Cloakmaster @ 2 May 2021, 12:52 hat geschrieben:Ich meine, auch noch in den 50er und 60er Jahren gab es den Post- oder einen ähnlichen Bus in so ziemlich jedes Nest mit mehr als sagen wir 5 Häusern. Erst später fing dann der Sparwahn an, Strecken mussten sich "rechnen", oder wurden eingestellt. Und das hat dann große Lücken gerissen, und Leute oft vor Probleme gestellt.
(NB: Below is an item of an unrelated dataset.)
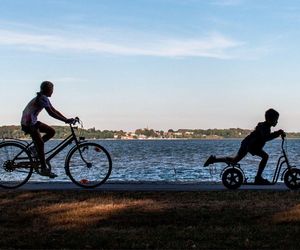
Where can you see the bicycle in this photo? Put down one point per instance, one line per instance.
(233, 176)
(87, 163)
Da irrst du gewaltig. ;) Das ging in Bayern (und auch anderswo) erst mit der Schulreform Mitte der 60er Jahre los, vorher fuhr der Bahnbus fast nur im Bereich von (ehemaligen) Schienenstrecken mit teils großen Haltabständen, der Postbus fuhr nur auf einigen "Hauptrouten", dazwischen gab es mehr oder weniger etabliert noch ein paar Privatlinien, ab Mitte der 30er Jahre z.B. Landshut - Mainburg - Ingolstadt. Ansonsten gab es ca. 1950-65 vieles, was aber zum Teil nur wöchentlich bedient wurde und mehr Fernlinien für Wochenendpendler waren oder 100 km um München rum gerne auch mal eine Direktverbindung abseits der Bahn morgens in die Stadt und abends wieder raus, z.B. Landsberg - Inning - München. Im Orts- und Nachbarortsverkehr (an dem es heute am meisten hapert) ging's wie gesagt überhaupt erst mit der Schul- und Gebietsreform los, als man die Dorfschulen dichtgemacht hat und die heutige Schülerbeförderung = noch heute Kernstück des ÖPNV überhaupt erst in der heutigen Form erfunden hat und auch bei der DB zu den bekannten Umstellungen mit beigetragen hat. Viele Busunternehmen wurden um 1968 gegründet oder haben massiv expandiert, allein die eigenen bzw. im Auftrag fahrenden Flotten der DB haben sich etwa binnen eines Jahrzehnts bundesweit verzehnfacht! In den 70ern haben viele Ortschaften abseits der (ehemaligen) Bahnstrecken und dem ähnlich groben Postnetz (wo nie eine Eisenbahn war) dadurch erstmals einen Linienverkehr bekommen, z.B. Teil indem man einfach ein paar Umwege und weitere Haltestellen eingebaut hat. Der Bahnbus in den 60ern hatte ja oft ähnliche Haltabstände wie die Schienenstrecken, da wurde eher gefahren wie heute beim SEV ohne Rücksicht auf die 23 Weiler unterwegs. Oder wie bei den Bussen mit Fahrradanhänger, wo die Fahrradverladung nur alle 5-10 km stattfindet. Man darf nicht vergessen, bis in die 60er beförderten die Busse auch noch allerlei Gepäck und wohl sogar Eilgut unten drin, auf'm Dach oder im Anhänger, wie die Eisenbahn eben auch und an jedem heute grünen Ortsschild einen Fahrerverkauf war logistisch damals auch eher suboptimal. Da musste man im Zweifel zu Fuß oder mit'm Fahrrad ein paar Kilometer zur Haltestelle.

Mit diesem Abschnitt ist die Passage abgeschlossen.